In the non-invasive inspection field, X-ray is an important transmission inspection means. For example, after performing X-ray radiation imaging on a vehicle, a prohibited item in the vehicle can be inspected by reviewing and analyzing X-ray scan images, to thereby reach the objective of security inspection.
At present, the X-ray use in transmission inspection has been upgraded from a single energy ray to a high and low dual-energy ray, and the recognition of an object to be inspected is advanced by leaps and bounds based on a difference in penetration characteristics of dual-energy ray.
The main technical indexes for the current security inspection apparatus comprise transmissivity and spatial wire resolution of X-ray.
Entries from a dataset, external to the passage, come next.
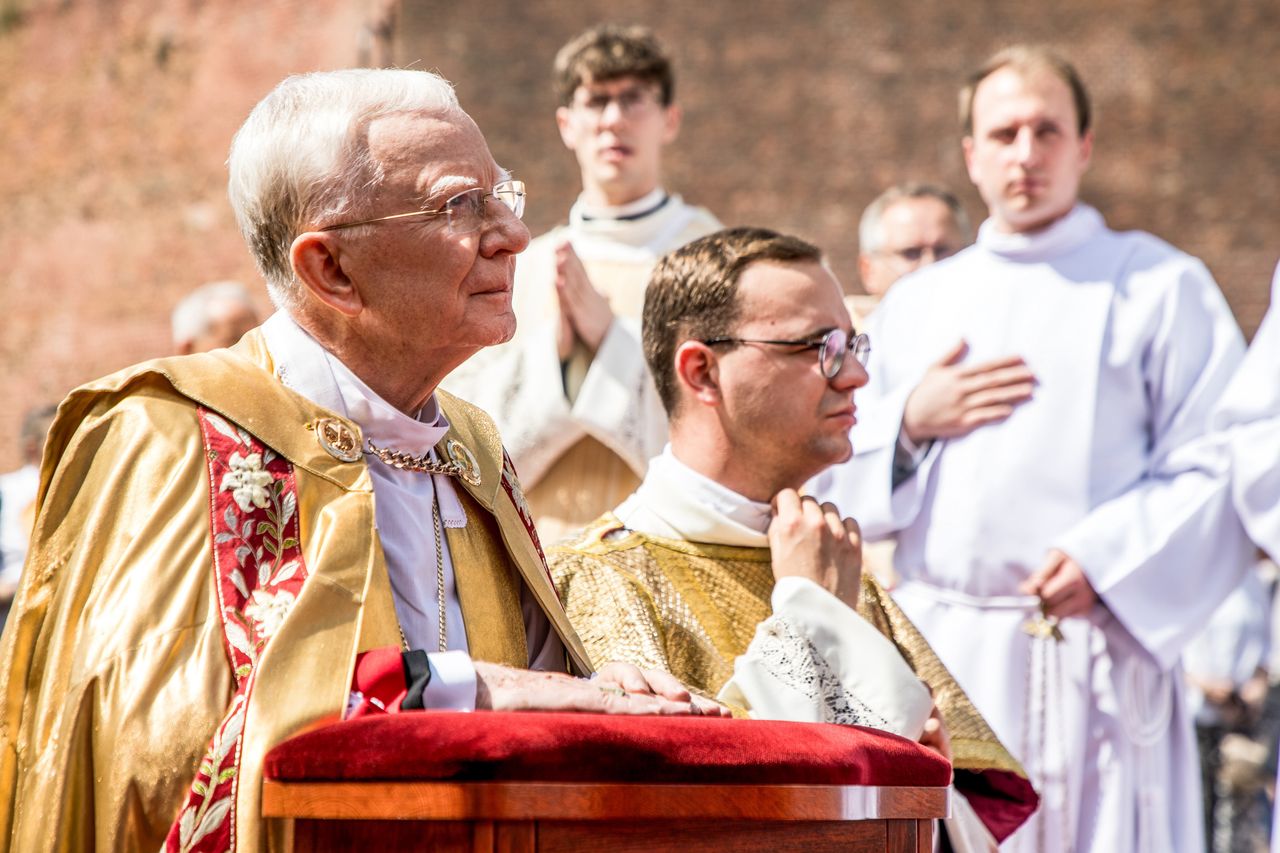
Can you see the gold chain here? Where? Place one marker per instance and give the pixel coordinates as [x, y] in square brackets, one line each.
[439, 569]
[439, 576]
[1046, 646]
[423, 464]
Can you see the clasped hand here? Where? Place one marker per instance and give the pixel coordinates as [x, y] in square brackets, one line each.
[584, 313]
[954, 398]
[617, 688]
[810, 539]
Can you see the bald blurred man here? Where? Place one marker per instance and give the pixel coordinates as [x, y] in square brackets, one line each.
[906, 227]
[214, 315]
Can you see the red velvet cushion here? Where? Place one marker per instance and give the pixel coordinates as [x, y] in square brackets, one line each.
[585, 747]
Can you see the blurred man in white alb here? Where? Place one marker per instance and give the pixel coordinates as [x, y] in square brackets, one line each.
[571, 393]
[1057, 551]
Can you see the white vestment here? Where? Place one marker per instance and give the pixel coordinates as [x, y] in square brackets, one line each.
[1248, 420]
[548, 411]
[1130, 343]
[405, 503]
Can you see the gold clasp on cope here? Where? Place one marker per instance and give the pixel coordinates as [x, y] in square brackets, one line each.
[338, 439]
[458, 454]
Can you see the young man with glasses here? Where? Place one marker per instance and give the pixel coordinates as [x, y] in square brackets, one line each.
[716, 569]
[571, 393]
[220, 537]
[1060, 552]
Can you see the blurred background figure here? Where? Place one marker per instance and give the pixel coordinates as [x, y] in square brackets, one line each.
[213, 315]
[571, 393]
[906, 227]
[18, 502]
[1226, 671]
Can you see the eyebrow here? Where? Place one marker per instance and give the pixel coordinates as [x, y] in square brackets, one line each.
[449, 183]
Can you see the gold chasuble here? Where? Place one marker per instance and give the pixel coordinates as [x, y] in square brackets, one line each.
[156, 651]
[691, 609]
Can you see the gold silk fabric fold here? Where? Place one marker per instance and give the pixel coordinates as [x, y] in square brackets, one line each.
[691, 609]
[113, 665]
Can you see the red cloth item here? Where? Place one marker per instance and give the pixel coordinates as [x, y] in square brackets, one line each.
[588, 747]
[378, 683]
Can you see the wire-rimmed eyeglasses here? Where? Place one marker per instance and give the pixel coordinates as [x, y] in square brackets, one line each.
[831, 349]
[466, 210]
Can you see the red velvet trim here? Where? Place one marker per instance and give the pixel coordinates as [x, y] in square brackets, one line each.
[584, 747]
[1001, 799]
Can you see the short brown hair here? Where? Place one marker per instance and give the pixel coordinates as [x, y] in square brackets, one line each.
[1025, 59]
[611, 51]
[693, 293]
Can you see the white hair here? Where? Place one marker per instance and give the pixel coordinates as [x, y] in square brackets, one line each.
[871, 227]
[191, 315]
[302, 155]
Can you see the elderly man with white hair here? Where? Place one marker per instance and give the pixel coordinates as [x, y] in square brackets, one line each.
[220, 537]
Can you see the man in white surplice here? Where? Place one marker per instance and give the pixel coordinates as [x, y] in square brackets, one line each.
[717, 570]
[1086, 502]
[1248, 423]
[571, 393]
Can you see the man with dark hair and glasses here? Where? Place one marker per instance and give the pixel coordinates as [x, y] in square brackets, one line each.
[571, 393]
[717, 569]
[1057, 551]
[220, 538]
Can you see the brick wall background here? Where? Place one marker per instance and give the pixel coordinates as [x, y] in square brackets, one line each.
[115, 119]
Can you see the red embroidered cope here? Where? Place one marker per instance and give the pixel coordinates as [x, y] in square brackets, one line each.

The so-called spatial wire resolution is a degree to which a detector can recognize an iron wire (the diameter of the iron wire is for example 1 mm or 2 mm or etc.) in a space, when the X-ray is irradiated into the iron wire. High energy photons are favorable to the index of transmissivity, because the high energy photons can improve the penetration capability of the ray, but the high energy photons are very unfavorable to the spatial wire resolution, because the high energy photons lost a great amount of information of the object to be inspected. Low energy ray has a better spatial wire resolution, and the low energy ray can image by irradiating the spatial wires.
The energy spectrum of the X-ray is a continuous spectrum, and a low energy portion of its high energy ray influences the transmissivity of the high energy ray. By adding a filter for absorbing low energy photons in a beam exit direction of the ray source, the transmissivity of the high energy ray can be improved, but the spatial wire resolution of the low energy ray will be reduced at the same time. Thus, a problem to be solved in the dual-energy X-ray inspection technology is how to guarantee the index of transmissivity and the index of spatial wire resolution at the same time.